Create a Domain with Bounds#

import minterpy as mp
import numpy as np

Approximating a function \(f: \Omega \rightarrow \mathbb{R}\) where \(\Omega\) is a custom hyper-rectangular domain in Minterpy involves constructing an (interpolating) polynomial \(Q\) such that:

\[ f(\boldsymbol{x}) \approx Q \circ \mathcal{T} (\boldsymbol{x}), \]

where \(Q: [-1, 1]^m \rightarrow \mathbb{R}\) is the polynomial defined on the internal (reference) domain and \(\mathcal{T}\) is the affine separable transformation from \(\Omega\) to \([-1, 1]^m\). Both the user-defined domain and the internal domain are encapsulated in the Domain class.

An instance of Domain can be constructed via different constructors:

Domain: create an instance by specifying bounds for each dimension (this page)
Domain.uniform(): create an instance with uniform bounds (see the example)
Domain.identity(): create an instance with bounds identical to the internal domain (see the example)

In this guide, you will construct a Domain instance using the default constructor.

About the default constructor#

The default constructor returns an instance of Domain based on a given set of bounds for each spatial dimension. Specifically, it accepts the bounds as a two-dimensional array of shape (m, 2) where m is the number of dimensions. Each row of the array corresponds to the interval of a dimension defined by the lower and upper bounds. The bounds must be finite real numbers with the lower bound strictly smaller than the upper bound.
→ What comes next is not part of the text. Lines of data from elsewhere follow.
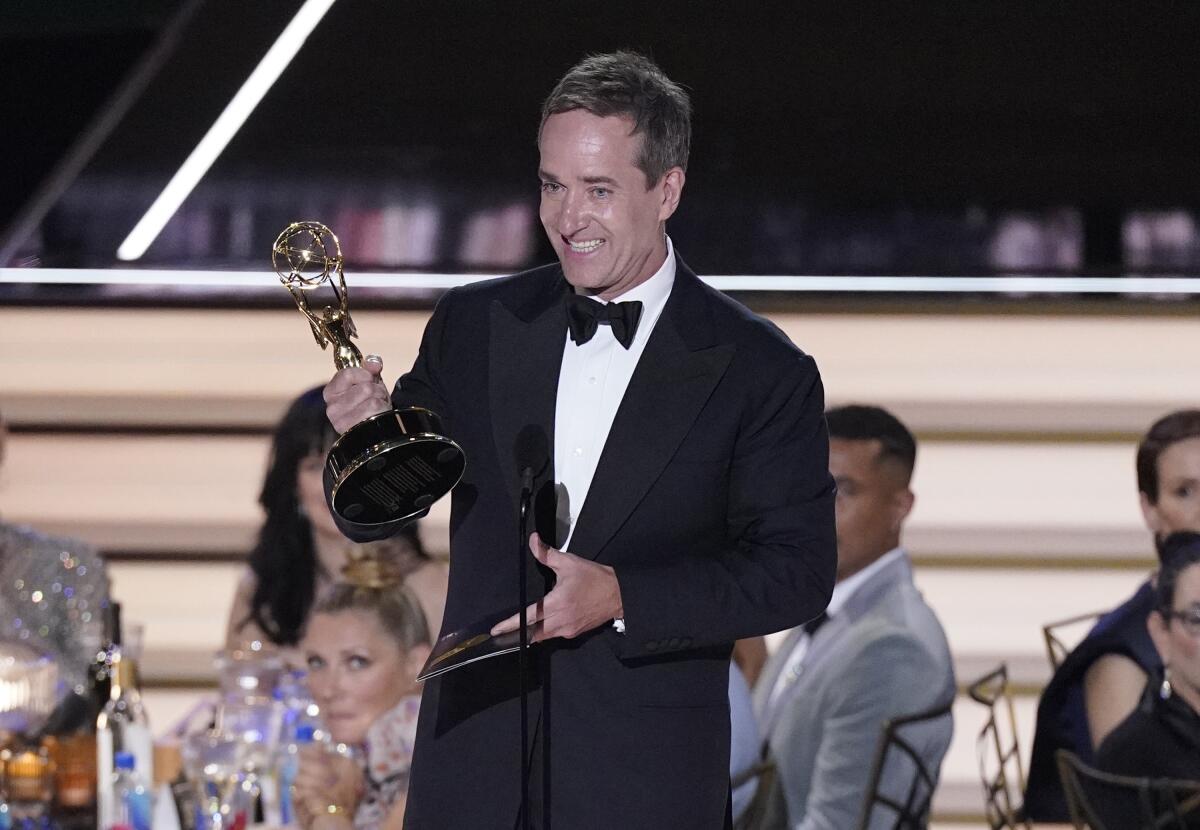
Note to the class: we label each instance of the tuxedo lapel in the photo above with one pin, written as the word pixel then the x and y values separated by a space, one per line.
pixel 525 356
pixel 670 386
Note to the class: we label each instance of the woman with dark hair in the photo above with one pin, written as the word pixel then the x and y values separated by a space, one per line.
pixel 1101 681
pixel 1161 739
pixel 300 551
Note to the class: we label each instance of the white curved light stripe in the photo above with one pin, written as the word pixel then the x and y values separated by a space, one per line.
pixel 837 284
pixel 227 125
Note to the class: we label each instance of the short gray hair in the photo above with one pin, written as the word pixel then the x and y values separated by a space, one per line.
pixel 630 85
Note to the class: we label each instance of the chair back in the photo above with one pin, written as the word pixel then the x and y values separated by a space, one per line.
pixel 999 753
pixel 1062 636
pixel 898 745
pixel 1105 801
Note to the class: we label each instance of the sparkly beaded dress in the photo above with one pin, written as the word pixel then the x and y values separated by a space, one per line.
pixel 51 590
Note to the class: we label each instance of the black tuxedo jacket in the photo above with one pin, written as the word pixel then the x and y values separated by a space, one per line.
pixel 712 501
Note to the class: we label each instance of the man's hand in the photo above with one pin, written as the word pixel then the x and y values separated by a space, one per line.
pixel 355 394
pixel 585 596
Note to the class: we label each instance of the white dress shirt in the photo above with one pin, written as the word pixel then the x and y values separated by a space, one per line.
pixel 591 386
pixel 841 594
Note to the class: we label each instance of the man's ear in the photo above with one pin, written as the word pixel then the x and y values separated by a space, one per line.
pixel 901 505
pixel 671 185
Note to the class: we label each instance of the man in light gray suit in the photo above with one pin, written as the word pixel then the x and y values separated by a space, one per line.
pixel 876 654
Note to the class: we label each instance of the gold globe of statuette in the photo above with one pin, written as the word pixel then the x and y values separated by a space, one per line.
pixel 306 254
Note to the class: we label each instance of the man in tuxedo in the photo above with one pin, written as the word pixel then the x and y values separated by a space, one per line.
pixel 879 651
pixel 678 457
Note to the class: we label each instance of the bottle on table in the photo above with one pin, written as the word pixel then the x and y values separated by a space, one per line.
pixel 286 767
pixel 132 806
pixel 123 726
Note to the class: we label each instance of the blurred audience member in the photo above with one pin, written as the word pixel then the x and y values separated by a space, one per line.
pixel 1161 739
pixel 364 645
pixel 744 741
pixel 1099 684
pixel 300 549
pixel 750 655
pixel 877 653
pixel 53 594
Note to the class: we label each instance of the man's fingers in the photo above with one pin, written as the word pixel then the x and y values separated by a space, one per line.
pixel 533 614
pixel 373 365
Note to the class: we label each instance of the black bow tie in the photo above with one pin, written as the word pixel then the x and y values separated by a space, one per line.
pixel 583 316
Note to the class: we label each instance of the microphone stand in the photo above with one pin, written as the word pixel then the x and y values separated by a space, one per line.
pixel 522 621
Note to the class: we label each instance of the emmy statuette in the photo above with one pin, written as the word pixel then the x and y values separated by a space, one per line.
pixel 391 465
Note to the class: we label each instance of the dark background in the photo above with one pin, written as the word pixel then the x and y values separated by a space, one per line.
pixel 840 138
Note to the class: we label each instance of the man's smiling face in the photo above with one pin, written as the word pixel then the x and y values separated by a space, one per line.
pixel 605 224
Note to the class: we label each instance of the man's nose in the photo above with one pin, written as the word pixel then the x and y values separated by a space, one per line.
pixel 571 215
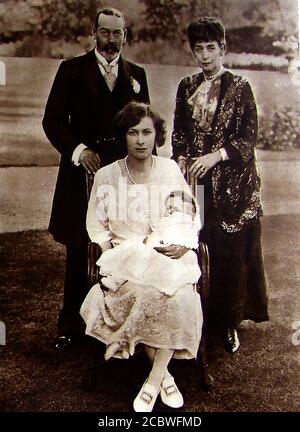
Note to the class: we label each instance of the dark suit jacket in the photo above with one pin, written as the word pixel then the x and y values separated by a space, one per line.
pixel 80 109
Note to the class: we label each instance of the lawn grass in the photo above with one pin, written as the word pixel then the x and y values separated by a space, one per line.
pixel 262 377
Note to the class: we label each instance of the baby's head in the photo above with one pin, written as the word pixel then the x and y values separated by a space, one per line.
pixel 181 202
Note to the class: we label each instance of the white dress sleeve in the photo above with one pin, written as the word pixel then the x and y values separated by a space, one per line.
pixel 97 219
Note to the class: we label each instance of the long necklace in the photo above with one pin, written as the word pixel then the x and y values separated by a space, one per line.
pixel 128 172
pixel 213 77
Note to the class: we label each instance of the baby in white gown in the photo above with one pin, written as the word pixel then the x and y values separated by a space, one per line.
pixel 137 262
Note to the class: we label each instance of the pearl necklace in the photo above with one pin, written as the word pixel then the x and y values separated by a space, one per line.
pixel 213 77
pixel 128 172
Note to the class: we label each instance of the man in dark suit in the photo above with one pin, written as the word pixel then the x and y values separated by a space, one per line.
pixel 86 94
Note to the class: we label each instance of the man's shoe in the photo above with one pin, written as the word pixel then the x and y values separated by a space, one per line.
pixel 62 342
pixel 231 341
pixel 169 393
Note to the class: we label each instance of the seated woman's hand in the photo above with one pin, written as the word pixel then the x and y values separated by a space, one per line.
pixel 172 251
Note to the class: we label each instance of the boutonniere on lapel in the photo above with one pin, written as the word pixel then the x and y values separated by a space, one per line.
pixel 135 85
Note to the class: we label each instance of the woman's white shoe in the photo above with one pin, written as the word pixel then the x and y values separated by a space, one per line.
pixel 145 400
pixel 169 393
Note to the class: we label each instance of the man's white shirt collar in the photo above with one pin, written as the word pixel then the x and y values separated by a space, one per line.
pixel 113 63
Example: Two-dimensional rectangular domain#

Create a two-dimensional rectangular domain that corresponds to:

\[ \Omega = [0.0, 5.0] \times [10.0, 15.0] \]

Bounds#

The rectangular domain is defined by two bounds (intervals) one for each dimension. We can specify them in a single two-dimensional array of two rows:

bounds = np.array([
    [0.0, 5.0],
    [10.0, 15.0],
])

Domain instance#

An instance of Domain given an array of bounds can be constructed using the default constructor:

dom = mp.Domain(bounds)

Spatial dimension#

We can verify that the domain is two dimensional:

print(dom.spatial_dimension)

and with the appropriate bounds:

print(dom.bounds)

[[ 0.  5.]
 [10. 15.]]

Uniform domain#

A domain is a uniform domain if it has identical bounds across all dimensions (\([a, b]^m\)). This can be verified for the current instance using the following property:

dom.is_uniform

False

Identity domain#

A domain is an identity domain if the user-defined bounds match the internal reference domain (\([-1, 1]^m\)). This can be verified for the current instance using the following property:

dom.is_identity

False